Torture songs spur a protest most vocal
Musicians call for release of records on Guantanamo detainee treatment

By Joe Heim
Washington Post Staff Writer
Thursday, October 22, 2009

Was the theme to "Sesame Street" really played to torture prisoners held at Guantanamo and other detention camps? What about Don McLean's "American Pie"? Or the Meow Mix jingle? Bruce Springsteen's "Born in the U.S.A."?

A high-profile coalition of artists -- including the members of Pearl Jam, R.E.M. and the Roots -- demanded Thursday that the government release the names of all the songs that were blasted since 2002 at prisoners for hours, even days, on end, to try to coerce cooperation or as a method of punishment.

Dozens of musicians endorsed a Freedom of Information Act request filed by the National Security Archive, a Washington-based independent research institute, seeking the declassification of all records related to the use of music in interrogation practices. The artists also launched a formal protest of the use of music in conjunction with torture.

"I think every musician should be involved," said Rosanne Cash in a telephone interview Wednesday. "It seems so obvious. Music should never be used as torture." The singer-songwriter (and daughter of Johnny Cash) said she reacted with "absolute disgust" when she heard of the practice. "It's beyond the pale. It's hard to even think about."

Other musicians, including Trent Reznor of Nine Inch Nails and Tom Morello, formerly of the band Rage Against the Machine, also expressed outrage.

"The fact that music I helped create was used in crimes against humanity sickens me," Morello said in a statement. "We need to end torture and close Guantanamo now."

The musicians' announcement was coordinated with the recent call by veterans and retired Army generals to shut Guantanamo. It is part of a renewed effort to pressure President Obama to keep his promise to close the prison in Cuba in his first year in office. Television and radio spots focused on the issue also launched this week by the National Campaign to Close Guantanamo, led by Tom Andrews, a former congressman from Maine.

A White House spokesman said music is no longer used as an instrument of torture, part of a shift in policy on interrogations that Obama made on his second full day in office.

The president also formed an interagency group, called High-Value Detainee Interrogation Group, to examine the techniques used during questioning, but a White House spokesman said this week that the new group has yet to be fully constituted.

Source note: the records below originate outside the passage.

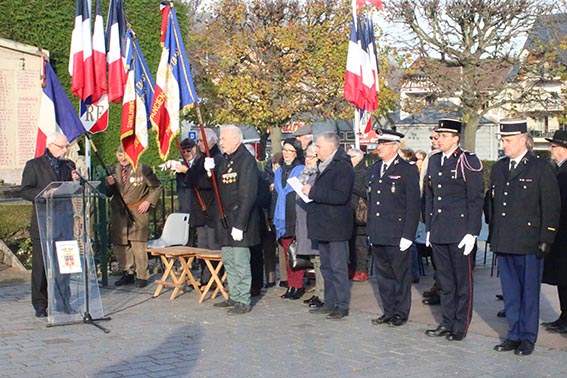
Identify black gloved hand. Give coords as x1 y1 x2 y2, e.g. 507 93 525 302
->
536 242 551 259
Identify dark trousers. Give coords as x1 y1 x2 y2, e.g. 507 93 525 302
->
319 240 350 310
32 238 47 310
370 245 411 320
432 243 473 333
195 225 224 285
349 234 368 273
498 254 543 343
250 244 264 290
557 286 567 323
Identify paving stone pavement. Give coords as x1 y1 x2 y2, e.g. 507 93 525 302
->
0 266 567 378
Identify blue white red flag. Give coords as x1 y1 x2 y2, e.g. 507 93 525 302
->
150 2 199 160
80 0 108 133
106 0 127 104
120 29 155 168
35 62 85 157
69 0 95 101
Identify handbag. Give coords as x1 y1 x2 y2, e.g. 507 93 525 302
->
354 197 368 226
287 239 313 270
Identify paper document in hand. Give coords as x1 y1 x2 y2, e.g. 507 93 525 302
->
287 177 313 203
55 240 83 274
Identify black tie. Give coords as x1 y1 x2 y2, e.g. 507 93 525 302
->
510 160 516 172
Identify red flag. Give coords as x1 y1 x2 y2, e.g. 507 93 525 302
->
356 0 384 11
81 0 108 133
106 0 127 104
69 0 95 101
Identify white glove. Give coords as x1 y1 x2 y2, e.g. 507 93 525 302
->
230 227 244 241
400 238 413 252
205 158 215 172
458 234 476 256
159 160 179 172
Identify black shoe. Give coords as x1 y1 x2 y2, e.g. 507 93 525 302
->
421 294 441 306
372 315 392 325
289 287 305 301
326 307 348 320
514 340 534 356
447 331 467 341
546 322 567 333
280 287 297 299
226 302 252 315
303 295 319 304
114 272 136 286
541 318 567 328
309 297 324 308
309 306 333 315
388 314 407 327
35 309 47 318
494 339 520 352
425 326 451 337
213 298 237 308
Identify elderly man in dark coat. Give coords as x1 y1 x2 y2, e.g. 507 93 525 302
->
542 130 567 333
489 119 561 356
302 133 354 319
209 125 261 315
20 133 79 318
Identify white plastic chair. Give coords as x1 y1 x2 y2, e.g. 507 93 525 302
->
148 213 189 248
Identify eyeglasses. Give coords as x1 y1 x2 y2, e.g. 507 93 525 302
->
51 143 69 150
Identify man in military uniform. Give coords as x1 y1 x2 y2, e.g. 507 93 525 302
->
424 119 484 341
489 119 561 355
367 130 421 326
106 147 162 288
542 130 567 333
204 125 261 315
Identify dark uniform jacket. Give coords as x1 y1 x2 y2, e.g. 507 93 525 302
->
185 144 223 228
423 147 484 244
367 156 421 246
351 160 368 235
490 152 561 255
542 163 567 286
20 155 75 239
106 164 162 245
215 144 260 247
307 148 354 241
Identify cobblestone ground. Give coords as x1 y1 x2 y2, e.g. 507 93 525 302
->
0 274 567 378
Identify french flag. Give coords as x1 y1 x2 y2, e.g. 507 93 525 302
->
150 2 199 160
69 0 95 101
106 0 127 104
35 62 85 157
120 29 155 168
80 0 108 133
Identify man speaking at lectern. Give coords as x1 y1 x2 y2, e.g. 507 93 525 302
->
21 132 79 318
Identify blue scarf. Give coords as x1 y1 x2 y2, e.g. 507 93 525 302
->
274 164 305 239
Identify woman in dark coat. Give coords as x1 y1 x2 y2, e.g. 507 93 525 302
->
273 138 305 299
542 134 567 333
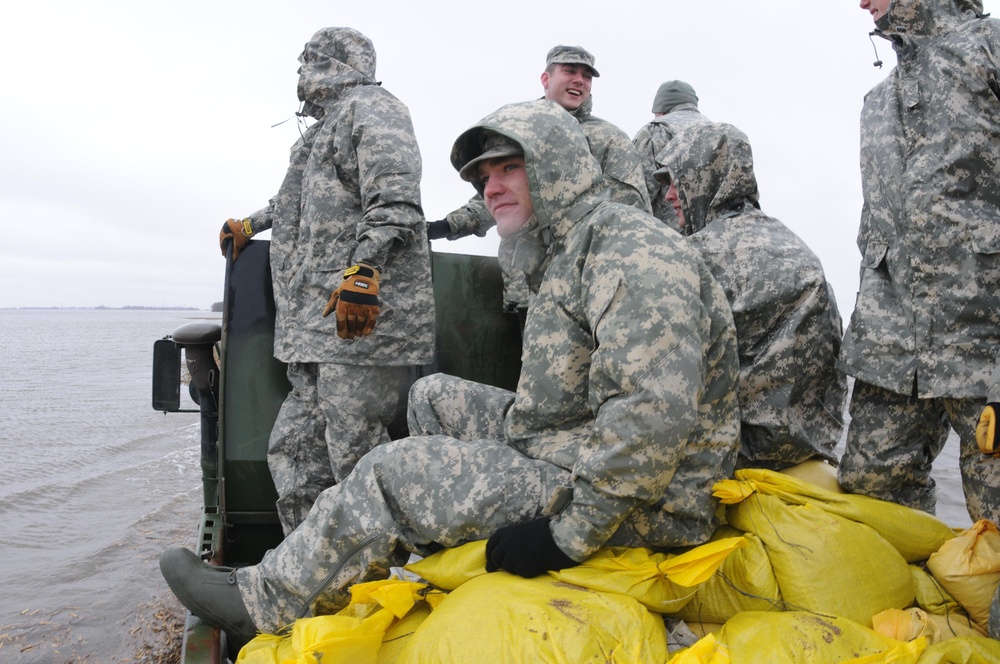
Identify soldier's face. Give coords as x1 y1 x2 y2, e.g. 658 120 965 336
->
542 64 594 111
664 182 687 229
479 157 535 238
861 0 892 21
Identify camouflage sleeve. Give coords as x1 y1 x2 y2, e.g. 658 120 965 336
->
584 120 652 214
351 86 426 267
445 194 497 240
632 124 660 204
986 357 1000 403
553 245 705 560
247 198 274 235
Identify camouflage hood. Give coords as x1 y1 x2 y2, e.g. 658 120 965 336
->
451 99 607 290
298 28 377 119
451 99 603 237
875 0 983 39
660 122 759 235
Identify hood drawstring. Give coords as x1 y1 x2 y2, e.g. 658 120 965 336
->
868 30 882 69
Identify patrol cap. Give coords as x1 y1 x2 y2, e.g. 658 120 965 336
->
458 131 524 183
545 44 600 78
653 166 673 184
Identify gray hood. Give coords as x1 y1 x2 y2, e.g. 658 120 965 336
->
298 28 377 119
660 122 759 235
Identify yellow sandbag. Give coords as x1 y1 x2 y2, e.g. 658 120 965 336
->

"The president banned the use of 'enhanced interrogation techniques,' and issued an executive order that established that interrogations must be consistent with the techniques in the Army Field Manual and the Geneva Conventions," a White House official said.

"Sound at a certain level creates sensory overload and breaks down subjectivity and can [bring about] a regression to infantile behavior," said Suzanne G. Cusick, a music professor at New York University who has studied, lectured about and written extensively on the use of music as torture in the current wars. "Its effectiveness depends on the constancy of the sound, not the qualities of the music."

Played at a certain volume, she said, "it simply prevents people from thinking."

Human rights activists hope that the musicians' actions will bring attention to the practice and ensure that it won't be used again.

"In light of the patterns of widespread use of music as torture over the last seven years, difficulties in accessing these current detainees and the failure of the U.S. to explicitly rule out the use of loud music, the musicians' FOIA request is crucial for learning about the United States' past, present and even future use of music as a torture technique," said Jayne Huckerby, research director at the Center for Human Rights and Global Justice at the NYU School of Law.

The prolonged use of loud music to control or coerce prisoners, Huckerby points out, is a violation of the U.N. Convention Against Torture and constitutes both torture and cruel, inhuman or degrading treatment. The United States is a party to the convention.

According to Huckerby, the use of loud music was "pretty much a widespread tool of the U.S. government and a standard condition of CIA prisons." Huckerby's organization represents Mohammed al-Asad and Mohamed Bashmilah, former prisoners who were released in 2005. Both men say they were forced to listen to excruciatingly loud music continuously for days and weeks.

Cusick, the NYU music professor, has interviewed a number of former detainees about their experiences and says the music they most often described hearing was heavy metal, rap and country. Specific songs mentioned include Queen's "We Are the Champions" and "March of the Pigs" by industrial rockers Nine Inch Nails.

Another former prisoner, Binyam Mohamed, told Human Rights Watch that he had been forced to listen to the rapper Eminem's song "The Real Slim Shady" for 20 days.

Joining in the call for the release of information were dozens of musicians, including David Byrne, Billy Bragg, Steve Earle, Jackson Browne, Bonnie Raitt and T-Bone Burnett.

For now, the artists are trying to find out what songs were played. They say they will explore legal options once the songs are known. It is unclear what, if any, recourse they may have.

Staff writer Michael Shear contributed to this report.